И так вышло, – хоть не хотелось Прасковье догонять баб, – она тут же, на меже, догнала их.
Пошла рядом, тяжело дыша.
– Чой-то ты, Прасковья, заколготилась нонче? – спросила Клавка, улыбаясь ей как подруге, хотя Прасковья в матери ей годится.
– Ноги сдают, бабы. Утром встанешь, а они как ватные какие-нибудь, – призналась она.
– Ешь рис, – посоветовала Стеша. – Моя золовка вот так же на ноги жаловалась. Так один знакомый человек посоветовал ей утром, натощак, есть рисовую кашу без соли. Что ты думаешь? Помогло. Через месяц золовка бегала как молодая.
– Брехня все это! – подхватила Прасковья. – Сколько за жизнь-то свою облетишь на этих ногах? Рисом небось не возвернешь былого.
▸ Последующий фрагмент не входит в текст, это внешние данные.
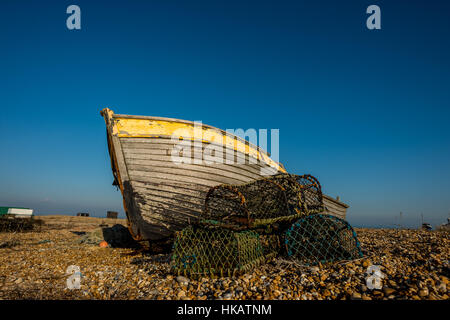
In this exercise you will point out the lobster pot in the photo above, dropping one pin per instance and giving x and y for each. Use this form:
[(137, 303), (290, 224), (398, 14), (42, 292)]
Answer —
[(278, 198), (303, 192), (321, 238), (221, 252)]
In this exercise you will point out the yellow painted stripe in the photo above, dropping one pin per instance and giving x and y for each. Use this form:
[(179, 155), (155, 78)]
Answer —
[(142, 128)]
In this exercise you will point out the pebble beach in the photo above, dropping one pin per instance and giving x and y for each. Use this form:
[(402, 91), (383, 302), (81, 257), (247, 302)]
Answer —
[(33, 265)]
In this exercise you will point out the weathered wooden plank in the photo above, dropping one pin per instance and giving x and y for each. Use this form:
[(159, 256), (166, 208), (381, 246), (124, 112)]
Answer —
[(187, 177), (186, 170)]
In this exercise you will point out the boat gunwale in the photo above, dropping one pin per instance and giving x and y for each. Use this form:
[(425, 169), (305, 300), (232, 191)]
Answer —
[(125, 116)]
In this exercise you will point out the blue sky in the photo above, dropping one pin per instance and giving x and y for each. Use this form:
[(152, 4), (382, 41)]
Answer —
[(367, 112)]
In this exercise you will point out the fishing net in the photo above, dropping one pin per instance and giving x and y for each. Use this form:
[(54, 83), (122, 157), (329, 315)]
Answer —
[(221, 252), (321, 238), (278, 198)]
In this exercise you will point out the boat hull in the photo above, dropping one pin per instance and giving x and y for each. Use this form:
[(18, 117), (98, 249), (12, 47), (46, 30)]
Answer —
[(165, 167)]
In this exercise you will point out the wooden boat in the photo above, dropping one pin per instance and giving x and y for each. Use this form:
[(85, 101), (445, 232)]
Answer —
[(162, 192)]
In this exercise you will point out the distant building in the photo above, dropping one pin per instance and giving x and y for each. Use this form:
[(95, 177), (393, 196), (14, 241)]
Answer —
[(16, 212), (82, 214), (112, 214)]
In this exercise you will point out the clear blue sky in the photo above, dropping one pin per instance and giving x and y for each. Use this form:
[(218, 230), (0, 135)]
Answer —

– У мужиков не болят, – сказала Клавка. – Они болят от беготни.
«У твоего не заболят!» – подумала Прасковья, глянув на Клаву.
Если есть в селе хоть одна счастливая пара, так это Сусакины: Клавка и ее муж, колхозный кузнец, Семен. В ребятах Сеня этот незаметный был. Был он чуточку рыхловатым, малоподвижным подростком. Из армии пришел – все в город норовят, а он в колхозную кузню молотобойцем определился. Смех один: кто теперь в кузне-то работает? Вместо сарая мастерскую себе на задворках сгородил и сидит в ней по вечерам. Возится со старым мотороллером, отслужившим свой век. Все лето только и слышится: фыр! фыр! Это Сенька заводит мотороллер, а он не заводится. Выедет на улицу, а ребята его сзади толкают, смеются: «Приказал долго жить!» Семен только отмалчивается. Он знает, что рано или поздно добьется своего: железка заработает.
И правда, бьется над мотором все лето. Но мотороллер у него все ж заговорит. Глядишь, однажды Сенька понесся на нем из одного конца деревни в другой, всех прохожих выхлопными газами обдаст. Бабы с удивлением смотрят ему вслед: здоровый детина, гривастый, с массивным задом, который не умещается на узеньком сидении мотороллера, едет по деревенской улице, распугивая кур. Взрослого ли человека это дело?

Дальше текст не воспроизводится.